Already, a good dozen companies that purport to “right size” or “adjust your instances’ sizes and families to fit your workload” are shrieking and reaching for the torches and pitchforks, but hear me out.
We’re all on the same side here: Nobody wants to see money wasted on cloud services.
The theory behind right sizing is sort of like this: You walk into a new environment, one you’ve never seen before. You start poking around. Ha! You see a bunch of m3.2xlarge instances running. Upgrading them to m5.2xlarge instances instantly saves 28%.
“What ancient moron set this up?!” you confidently ask—invariably to said “ancient moron,” who is now actively incentivized not only to fight any recommendation you might possibly make, but also to see you run over in a tragic parking lot incident.
“If you upgrade to m5.2xlarge instances instead you’ll save 3.4 cents per hour per instance! Plus, your systems are idle most of the time; making them m5.larges instead saves an additional x per instance per hour! It’s a slam dunk! Now, here’s the part where you pay me.”
Why Right Sizing Is Wrong
On paper, right sizing makes an awful lot of sense.
Your existing nodes are largely bored (the average CPU utilization of EC2 instances often hovers in the range of single-digit percentages), newer instance families are a lot more efficient (and cost effective—i3 instances are roughly a third the cost of i2 instances), and nobody wants your workloads to sit idly.
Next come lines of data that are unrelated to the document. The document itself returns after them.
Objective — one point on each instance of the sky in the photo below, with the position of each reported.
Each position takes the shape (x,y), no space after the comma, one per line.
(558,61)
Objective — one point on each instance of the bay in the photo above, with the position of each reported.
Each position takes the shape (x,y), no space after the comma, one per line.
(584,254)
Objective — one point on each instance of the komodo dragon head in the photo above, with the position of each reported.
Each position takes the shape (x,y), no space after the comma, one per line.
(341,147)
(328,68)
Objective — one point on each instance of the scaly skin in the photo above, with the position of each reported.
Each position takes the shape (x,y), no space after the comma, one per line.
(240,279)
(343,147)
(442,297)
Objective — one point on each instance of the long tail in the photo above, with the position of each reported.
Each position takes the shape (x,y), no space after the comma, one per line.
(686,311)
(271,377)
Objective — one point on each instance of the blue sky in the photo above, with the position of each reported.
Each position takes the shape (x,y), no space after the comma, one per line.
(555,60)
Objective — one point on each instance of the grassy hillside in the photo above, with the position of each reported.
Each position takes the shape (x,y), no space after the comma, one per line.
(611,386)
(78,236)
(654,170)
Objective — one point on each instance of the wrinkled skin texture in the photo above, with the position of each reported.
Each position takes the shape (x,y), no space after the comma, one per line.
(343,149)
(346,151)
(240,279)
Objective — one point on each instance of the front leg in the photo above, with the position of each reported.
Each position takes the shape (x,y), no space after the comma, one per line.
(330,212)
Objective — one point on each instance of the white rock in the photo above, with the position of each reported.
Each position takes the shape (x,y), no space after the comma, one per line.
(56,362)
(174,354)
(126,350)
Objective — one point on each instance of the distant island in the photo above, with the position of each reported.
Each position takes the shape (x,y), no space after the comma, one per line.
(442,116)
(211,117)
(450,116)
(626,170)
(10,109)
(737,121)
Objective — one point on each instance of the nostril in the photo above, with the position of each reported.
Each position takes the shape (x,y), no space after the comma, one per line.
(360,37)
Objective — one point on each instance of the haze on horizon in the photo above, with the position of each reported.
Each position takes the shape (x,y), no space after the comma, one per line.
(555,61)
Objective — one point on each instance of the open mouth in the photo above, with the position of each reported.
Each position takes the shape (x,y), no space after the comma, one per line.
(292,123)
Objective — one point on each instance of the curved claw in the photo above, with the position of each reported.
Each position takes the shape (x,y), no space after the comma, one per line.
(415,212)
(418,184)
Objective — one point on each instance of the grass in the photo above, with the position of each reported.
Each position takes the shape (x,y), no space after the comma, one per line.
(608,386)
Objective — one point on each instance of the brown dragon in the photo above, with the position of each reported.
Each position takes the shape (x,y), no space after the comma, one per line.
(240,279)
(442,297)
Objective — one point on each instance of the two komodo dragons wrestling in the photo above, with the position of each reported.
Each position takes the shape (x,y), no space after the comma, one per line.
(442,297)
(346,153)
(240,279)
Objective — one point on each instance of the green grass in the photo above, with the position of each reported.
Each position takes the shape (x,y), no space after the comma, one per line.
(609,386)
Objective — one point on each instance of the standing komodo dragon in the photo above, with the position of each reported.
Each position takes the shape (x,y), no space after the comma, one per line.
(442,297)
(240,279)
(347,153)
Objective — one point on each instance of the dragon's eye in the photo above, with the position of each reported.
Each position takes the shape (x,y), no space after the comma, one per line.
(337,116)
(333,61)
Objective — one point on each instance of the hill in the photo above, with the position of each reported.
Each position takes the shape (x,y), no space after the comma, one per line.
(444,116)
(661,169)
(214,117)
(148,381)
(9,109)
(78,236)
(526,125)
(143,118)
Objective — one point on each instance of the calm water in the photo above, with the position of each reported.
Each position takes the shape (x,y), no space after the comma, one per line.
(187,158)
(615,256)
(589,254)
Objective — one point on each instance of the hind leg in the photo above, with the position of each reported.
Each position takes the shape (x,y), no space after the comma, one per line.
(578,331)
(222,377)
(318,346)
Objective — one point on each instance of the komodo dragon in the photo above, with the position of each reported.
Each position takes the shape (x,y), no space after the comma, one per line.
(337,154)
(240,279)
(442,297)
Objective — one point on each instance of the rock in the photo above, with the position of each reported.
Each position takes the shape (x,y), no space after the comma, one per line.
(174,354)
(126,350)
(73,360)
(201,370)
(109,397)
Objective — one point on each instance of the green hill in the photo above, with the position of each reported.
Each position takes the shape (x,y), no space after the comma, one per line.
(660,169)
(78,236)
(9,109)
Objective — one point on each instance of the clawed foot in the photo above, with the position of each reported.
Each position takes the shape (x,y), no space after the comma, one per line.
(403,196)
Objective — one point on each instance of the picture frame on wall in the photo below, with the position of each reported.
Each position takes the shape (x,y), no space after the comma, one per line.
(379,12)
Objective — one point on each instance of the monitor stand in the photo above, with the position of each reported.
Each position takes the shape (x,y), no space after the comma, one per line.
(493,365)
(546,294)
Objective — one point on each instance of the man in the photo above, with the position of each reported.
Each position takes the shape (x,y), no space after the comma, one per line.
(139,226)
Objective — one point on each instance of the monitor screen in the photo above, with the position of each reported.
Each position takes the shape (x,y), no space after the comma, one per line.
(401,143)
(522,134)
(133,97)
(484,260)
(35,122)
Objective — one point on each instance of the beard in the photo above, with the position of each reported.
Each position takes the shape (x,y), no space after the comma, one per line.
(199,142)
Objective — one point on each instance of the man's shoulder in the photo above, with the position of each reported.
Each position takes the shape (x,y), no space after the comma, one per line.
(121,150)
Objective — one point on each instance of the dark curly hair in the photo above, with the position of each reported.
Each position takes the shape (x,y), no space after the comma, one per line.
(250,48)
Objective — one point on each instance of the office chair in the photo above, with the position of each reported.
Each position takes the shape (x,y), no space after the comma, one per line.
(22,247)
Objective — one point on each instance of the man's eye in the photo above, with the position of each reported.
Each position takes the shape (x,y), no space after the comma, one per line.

That said, virtually nobody actually right sizes their instances and suggesting that someone do it as a low-effort change is almost always incorrect.
Why is that?
It turns out that despite what the modern best practice evangelists preach at disturbingly high volume, an awful lot of workloads are “legacy,” which is condescending-engineer-speak for “actually makes money.”
They generally aren’t terrific at handling cluster members joining or leaving, they’re monolithic, and it’s a near-certainty that they’ve got system dependencies that will bust themselves to chunks if deployed on a more modern OS.
Newer instance families use different hypervisors (Xen for the old, Nitro for the new), which means two things.
First, older versions of operating systems don’t support the newer hypervisor. So, you’re not just migrating instances; you’re upgrading the entire OS as well—which includes a hideous number of version dependencies. If you’ve containerized your workload to the point where you don’t care about this, great–you probably want to look at spot fleets instead.
Second, a lot of these workloads are “certified” by either external vendors or internal divisions to run on certain versions of various bundled libraries. Suddenly, upgrading them to the newest version doesn’t work nearly as well as you’d hope.
Also, unless you had the foresight to buy convertible-type reserved instances to begin with, you’ll likely find yourself wasting a lot of previously committed money after being forced to do this eventually. Within a family and generation (for example, m3, c4, t2…) size doesn’t matter; a single 4xlarge decomposes to four xlarge instances, and vice-versa. But standard reserved instances don’t carry over between generations or families.
Lastly, you’re almost certainly using the wrong instances. With over 180 distinct SKUs in us-east-1 alone, you’re statistically almost never going to be using the proper instance type for your workload unless you spend significant time benchmarking your application.
In conclusion, if a tool, person, or tool of a person comes in to take a look at your AWS environment and casually suggests migrating to newer instances as a “quick win,” show them the door. ‘
It’s a win. But it’s certainly not an easy one for most environments.